I will add that I once beat a master while I was a whole bishop and pawn down with a miserable position on top of it. He was not in time trouble and did not make any obvious blunders. So much for the advantage of a piece. I was just able to set one excellent trap that he fell for and still that only evened the material. He still had position and I had to outplay him from there which I did. So with possibly the greatest player in the history of chess ( debatable)  1 minor piece is not so much. Consider his vast opening knowledge, his tactical genius, his positional understanding and his endgame knowledge. In fact if you just play dead even from the start you can not win with that bishop if that is all you have left.

chess2Knights

Yes I am very intimidated by someone with an 800 point rating advantage, who was also world champion for something like 15 years! In regard to Rybka, how much does this program cost. Just because it says 2800 does not make it so.The IBM machine that beat Kasparov cost how much? I have some very old chess computers that claim to play at a level which they do not. I would say inexpensive chess computers still do not match more expensive ones.
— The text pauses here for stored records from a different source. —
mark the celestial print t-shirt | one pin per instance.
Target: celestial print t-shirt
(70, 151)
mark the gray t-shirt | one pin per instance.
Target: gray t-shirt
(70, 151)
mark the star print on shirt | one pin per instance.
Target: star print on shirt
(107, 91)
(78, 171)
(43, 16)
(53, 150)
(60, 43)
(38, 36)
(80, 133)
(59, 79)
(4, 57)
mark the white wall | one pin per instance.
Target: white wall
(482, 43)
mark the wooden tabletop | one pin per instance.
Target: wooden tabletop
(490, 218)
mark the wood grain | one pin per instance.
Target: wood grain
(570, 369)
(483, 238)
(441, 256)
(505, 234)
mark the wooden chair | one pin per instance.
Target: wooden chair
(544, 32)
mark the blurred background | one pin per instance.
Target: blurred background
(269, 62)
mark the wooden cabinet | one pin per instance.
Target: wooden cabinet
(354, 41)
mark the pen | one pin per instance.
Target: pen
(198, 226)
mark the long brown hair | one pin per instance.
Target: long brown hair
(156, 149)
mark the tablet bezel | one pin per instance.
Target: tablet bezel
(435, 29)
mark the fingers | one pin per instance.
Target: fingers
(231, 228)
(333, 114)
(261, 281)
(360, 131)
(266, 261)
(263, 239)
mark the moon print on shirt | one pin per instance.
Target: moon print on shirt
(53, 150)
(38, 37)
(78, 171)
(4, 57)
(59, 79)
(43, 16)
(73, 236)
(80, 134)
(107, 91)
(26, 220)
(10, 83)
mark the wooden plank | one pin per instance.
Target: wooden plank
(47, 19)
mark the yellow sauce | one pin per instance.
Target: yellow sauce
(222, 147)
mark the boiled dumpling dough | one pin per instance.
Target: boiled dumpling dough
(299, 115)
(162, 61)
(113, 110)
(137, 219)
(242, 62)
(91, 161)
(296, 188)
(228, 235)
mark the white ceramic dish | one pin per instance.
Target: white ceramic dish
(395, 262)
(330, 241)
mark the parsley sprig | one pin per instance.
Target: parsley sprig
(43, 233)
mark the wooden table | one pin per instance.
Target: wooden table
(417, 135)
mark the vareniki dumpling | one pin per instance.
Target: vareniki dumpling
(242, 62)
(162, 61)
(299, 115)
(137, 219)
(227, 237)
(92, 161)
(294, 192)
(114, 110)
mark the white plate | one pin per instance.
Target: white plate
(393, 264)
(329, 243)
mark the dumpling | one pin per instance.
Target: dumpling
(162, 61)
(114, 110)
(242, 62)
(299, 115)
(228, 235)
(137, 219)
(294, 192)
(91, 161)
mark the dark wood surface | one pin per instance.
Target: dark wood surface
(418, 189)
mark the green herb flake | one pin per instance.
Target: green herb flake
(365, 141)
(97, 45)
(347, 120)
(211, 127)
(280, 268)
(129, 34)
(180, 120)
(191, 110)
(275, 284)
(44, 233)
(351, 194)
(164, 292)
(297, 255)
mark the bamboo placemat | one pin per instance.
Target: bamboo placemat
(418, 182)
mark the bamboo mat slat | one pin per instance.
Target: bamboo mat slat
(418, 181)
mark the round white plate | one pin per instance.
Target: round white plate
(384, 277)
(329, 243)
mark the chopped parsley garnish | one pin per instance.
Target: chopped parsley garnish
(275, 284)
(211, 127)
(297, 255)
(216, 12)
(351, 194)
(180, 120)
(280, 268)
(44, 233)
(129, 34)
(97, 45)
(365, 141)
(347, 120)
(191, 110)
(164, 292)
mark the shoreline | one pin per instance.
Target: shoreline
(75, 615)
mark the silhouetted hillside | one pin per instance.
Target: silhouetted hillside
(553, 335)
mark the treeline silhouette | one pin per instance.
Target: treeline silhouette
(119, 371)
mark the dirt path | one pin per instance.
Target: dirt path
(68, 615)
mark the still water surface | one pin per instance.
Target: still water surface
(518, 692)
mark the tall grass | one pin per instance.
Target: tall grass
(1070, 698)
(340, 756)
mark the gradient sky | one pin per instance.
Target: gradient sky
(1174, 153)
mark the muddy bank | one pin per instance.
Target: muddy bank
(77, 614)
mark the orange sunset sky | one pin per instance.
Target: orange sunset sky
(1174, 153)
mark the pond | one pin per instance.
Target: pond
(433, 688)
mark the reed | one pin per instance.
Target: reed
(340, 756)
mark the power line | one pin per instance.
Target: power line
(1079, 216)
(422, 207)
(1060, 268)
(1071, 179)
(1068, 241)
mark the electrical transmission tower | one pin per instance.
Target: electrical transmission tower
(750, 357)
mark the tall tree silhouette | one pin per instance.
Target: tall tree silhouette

I may not know much about these engines except they can not all possibly play at the same level and I doubt they can all beat the world champion.

Elubas

Thanks for doing that, Shadowknight911. It's nice to have some data Cool

The only thing is that, depending on how advanced your computer is, its strength might be a little less than the number claimed by the program. Anyway, I really do think that's very impressive.

ponz111

My opinion a 2000 rated player FIDE or USCF would win a 10 game match by

about

6-4 against the strongest player in the world.  However the first game or two the intimindation factor would play a role.

Andre_Harding

In a long time control, I would expect to win.

Let's put it this way: if I could start every single tournament game with an extra knight, I would immediately quit my day jobs and become a chess professional! Because I would get the highest rating ever, become World Champion, and win every supertournament.

Any player with an OTB rating of about 2000 should expect the same.

JamesCoons

If that piece was a gun and the player was a Russian policeman, sure.